Only one of these moons has thus far been detected, but theoretical astronomy suggests that asteroids slip into Earth orbit comparatively frequently, but then spin back into space as the complex gravities of the Sun, the Moon and Earth jerk it this way and that.
(Image: The line drawing is the simulated orbit of a mini-moon. The photo is an asteroid that shows what such a moon might look like—oddly shaped with pockmarks from impacts with other objects. Credit: K. Teramura, University of Hawai`i Institute for Astronomy.)
Researchers from the University of Hawai`i Institute for Astronomy, the University of Helsinki and the Paris Observatory recently published their work, “The population of natural Earth satellites,” in the journal “Icarus.” The authors are Mikael Granvik, Jeremie Vaubaillon, and Robert Jedicke.
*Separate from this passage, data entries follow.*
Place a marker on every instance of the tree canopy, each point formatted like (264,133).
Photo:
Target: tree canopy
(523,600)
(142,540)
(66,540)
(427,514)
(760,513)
A news release on the report is here.
Each off these temporary moons is thought to be not much more than three feet across, and they may stay in orbit for on average less than a year, although some could remain in orbit around the Earth for much longer, perhaps even decades.
Only one has ever been actually detected. That was in 2006, when the University of Arizona’s Catalina Sky Survey discovered one it called 2006 RH120. The asteroid was about the size of an automobile and it returned to solar orbit after spinning around our planet for several months.
The scientists used a supercomputer to do a massive calculation of the orbits of 10 million asteroids that pass near the Earth, and concluded that at any given time, at least one of them would be in Earth orbit, generally following a wildly twisting path, caused by the competing gravities of the larger objects in our solar system.